Reputation: 24207
A data structure might look like this:
{
post_title : String,
post_date : Date,
user_id : ObjectID,
post_content : String,
comments : [
{
comment_date : Date,
comment_content : String,
user_id : ObjectID
}
]
}
The system I am working on has a similar structure to the above. The content contained in the post_* objects will likely never change, but the content in the comments section will be updated and edited very often.
Since the above structure is a single document, updating or adding a single comment requires reading the whole document, editing it and saving it. It also makes caching difficult because although the post_* content can be cached for a long time, the comments cant.

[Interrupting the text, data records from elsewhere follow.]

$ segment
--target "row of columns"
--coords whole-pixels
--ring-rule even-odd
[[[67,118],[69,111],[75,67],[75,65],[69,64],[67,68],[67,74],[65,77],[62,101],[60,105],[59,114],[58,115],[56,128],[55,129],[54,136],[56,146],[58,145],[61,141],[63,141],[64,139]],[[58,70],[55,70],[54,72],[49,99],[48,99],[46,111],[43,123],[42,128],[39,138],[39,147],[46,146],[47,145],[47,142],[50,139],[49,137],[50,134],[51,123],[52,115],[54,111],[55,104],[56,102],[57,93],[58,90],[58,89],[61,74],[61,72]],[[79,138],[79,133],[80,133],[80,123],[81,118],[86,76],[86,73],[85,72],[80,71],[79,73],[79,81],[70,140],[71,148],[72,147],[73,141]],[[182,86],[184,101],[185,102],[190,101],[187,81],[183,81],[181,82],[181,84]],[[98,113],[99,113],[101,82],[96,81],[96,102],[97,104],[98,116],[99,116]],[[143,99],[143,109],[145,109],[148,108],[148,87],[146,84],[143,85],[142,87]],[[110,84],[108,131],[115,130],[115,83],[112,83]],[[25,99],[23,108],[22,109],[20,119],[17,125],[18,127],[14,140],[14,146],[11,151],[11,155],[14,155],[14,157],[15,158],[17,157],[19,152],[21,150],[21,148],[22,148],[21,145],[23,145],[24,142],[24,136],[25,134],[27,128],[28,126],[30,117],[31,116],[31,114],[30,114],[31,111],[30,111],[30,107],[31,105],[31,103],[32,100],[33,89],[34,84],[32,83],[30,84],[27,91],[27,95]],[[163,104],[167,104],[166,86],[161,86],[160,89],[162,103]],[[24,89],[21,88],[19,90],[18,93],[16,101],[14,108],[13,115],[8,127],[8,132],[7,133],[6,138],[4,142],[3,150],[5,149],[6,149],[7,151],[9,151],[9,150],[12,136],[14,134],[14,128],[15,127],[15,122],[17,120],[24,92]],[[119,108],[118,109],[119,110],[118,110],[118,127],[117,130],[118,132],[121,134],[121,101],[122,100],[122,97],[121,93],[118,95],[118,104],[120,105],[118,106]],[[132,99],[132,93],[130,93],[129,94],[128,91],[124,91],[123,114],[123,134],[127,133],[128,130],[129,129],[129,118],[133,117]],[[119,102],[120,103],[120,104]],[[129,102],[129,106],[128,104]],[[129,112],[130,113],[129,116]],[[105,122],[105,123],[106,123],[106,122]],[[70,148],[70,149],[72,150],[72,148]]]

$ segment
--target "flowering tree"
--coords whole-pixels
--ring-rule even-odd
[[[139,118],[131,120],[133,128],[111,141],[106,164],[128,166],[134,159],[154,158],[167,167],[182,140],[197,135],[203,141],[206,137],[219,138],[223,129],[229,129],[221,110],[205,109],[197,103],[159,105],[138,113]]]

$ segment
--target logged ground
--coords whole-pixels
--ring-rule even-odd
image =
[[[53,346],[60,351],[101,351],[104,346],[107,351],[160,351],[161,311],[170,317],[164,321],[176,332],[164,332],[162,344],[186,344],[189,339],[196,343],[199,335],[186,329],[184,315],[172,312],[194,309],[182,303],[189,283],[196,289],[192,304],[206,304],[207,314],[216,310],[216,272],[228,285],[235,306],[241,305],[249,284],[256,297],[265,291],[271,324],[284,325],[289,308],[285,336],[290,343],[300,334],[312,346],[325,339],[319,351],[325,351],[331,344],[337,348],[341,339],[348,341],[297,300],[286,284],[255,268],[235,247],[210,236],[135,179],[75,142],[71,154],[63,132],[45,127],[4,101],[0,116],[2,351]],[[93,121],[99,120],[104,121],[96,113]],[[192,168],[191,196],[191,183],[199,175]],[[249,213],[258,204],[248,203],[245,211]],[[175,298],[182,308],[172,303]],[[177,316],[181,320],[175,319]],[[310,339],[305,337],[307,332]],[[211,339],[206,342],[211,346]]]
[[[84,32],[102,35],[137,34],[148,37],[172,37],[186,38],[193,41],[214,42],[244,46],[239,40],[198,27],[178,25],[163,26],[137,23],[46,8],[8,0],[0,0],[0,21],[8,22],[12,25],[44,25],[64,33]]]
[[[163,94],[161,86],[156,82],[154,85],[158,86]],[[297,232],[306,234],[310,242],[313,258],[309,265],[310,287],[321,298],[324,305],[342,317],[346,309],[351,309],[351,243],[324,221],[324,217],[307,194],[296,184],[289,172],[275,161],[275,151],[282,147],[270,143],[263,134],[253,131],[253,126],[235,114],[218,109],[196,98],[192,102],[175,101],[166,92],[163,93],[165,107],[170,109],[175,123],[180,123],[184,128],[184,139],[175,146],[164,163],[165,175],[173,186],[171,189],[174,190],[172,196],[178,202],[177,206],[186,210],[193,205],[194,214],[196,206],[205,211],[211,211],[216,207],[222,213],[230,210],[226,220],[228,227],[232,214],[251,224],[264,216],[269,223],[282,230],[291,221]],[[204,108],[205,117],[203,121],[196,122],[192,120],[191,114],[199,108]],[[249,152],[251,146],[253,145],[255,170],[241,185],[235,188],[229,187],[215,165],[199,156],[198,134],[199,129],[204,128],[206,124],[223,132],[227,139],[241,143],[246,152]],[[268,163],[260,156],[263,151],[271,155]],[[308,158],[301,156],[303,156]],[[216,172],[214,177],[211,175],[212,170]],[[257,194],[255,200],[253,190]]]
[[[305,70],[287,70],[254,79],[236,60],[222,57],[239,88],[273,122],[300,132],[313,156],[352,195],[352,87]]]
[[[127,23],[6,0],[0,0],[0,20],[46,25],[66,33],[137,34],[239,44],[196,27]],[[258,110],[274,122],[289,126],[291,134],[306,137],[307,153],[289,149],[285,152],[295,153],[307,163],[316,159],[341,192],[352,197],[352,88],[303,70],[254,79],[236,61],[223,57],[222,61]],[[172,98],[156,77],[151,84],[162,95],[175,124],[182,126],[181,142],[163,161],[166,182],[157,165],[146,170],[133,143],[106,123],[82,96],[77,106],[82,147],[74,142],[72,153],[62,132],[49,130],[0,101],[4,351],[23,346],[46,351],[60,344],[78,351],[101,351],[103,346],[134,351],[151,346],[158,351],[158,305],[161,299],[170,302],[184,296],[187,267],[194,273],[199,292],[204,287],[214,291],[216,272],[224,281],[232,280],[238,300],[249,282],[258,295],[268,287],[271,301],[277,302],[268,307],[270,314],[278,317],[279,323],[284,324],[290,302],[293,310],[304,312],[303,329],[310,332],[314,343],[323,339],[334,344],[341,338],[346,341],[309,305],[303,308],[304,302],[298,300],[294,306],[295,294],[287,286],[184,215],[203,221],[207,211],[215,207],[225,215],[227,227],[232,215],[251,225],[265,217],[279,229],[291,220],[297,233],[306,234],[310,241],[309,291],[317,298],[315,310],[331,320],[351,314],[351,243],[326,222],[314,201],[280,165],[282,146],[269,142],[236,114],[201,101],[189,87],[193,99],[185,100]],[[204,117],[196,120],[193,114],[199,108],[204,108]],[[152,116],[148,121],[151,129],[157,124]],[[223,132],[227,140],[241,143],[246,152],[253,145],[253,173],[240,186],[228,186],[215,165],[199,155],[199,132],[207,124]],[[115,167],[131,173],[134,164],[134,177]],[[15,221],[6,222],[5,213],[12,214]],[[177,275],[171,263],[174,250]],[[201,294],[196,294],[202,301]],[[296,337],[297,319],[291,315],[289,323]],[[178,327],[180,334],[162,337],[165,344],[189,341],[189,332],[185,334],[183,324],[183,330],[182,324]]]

What is the best strategy here? Is it better to give the comments their own collection?
As far as query time goes, I will still need to hit the database to extract the comments, but when updating or adding comments, the size of the document will be much smaller.
Upvotes: 2
Views: 161
Reputation: 5548
Another thing to consider is do you know in advance how large you expect your "comments" array to become?
Each mongo document has a size limit of 16mb. This is rarely an issue, but it is something to keep in mind, and a reason to avoid adding sub-documents "ad infinitum" to an embedded array.
Furthermore, Mongo preallocates space for documents to grow. (Please see the documentation on "Padding Factor" for more information: http://www.mongodb.org/display/DOCS/Padding+Factor) If enough embedded documents are pushed to an array to cause a document to grow beyond its preallocated slot on disk, then the entire document will have to be moved to a different location on disk. You may find that this causes undesired diskIO.
If you anticipate that each document will have a maximum number of embedded documents, a common practice is to prepopulate the array of new documents when they are added. For example, if you anticipate that each post will have 100 comments, the best practice is to create new post documents with a "comments" array that contains 100 embedded documents with 'garbage' data. Once the new document is created, the disk space will be preallocated, and the garbage data may be deleted, leaving room for the document to grow in size.
Hopefully this will give you some additional food for thought when designing your document structure.
Upvotes: 1
Reputation: 6041
What is the sense of storing comments in nested collection ? I suggest you to use another collection for comments with DBRef or even with manual referring.
Size of the document is not the only one problem. (I don't think, that this is problem at all) One of the common task - show users last N comments. It's rather hard to do with your structure.
I used your structure for my application, later I had to rewrite it with standalone collection
Upvotes: 1
Reputation: 51319
In Mongo you can append to an array without reading it. See the $push command. Doesn't help you with regards to caching, but it removes the need to read the document before updating it.
Upvotes: 2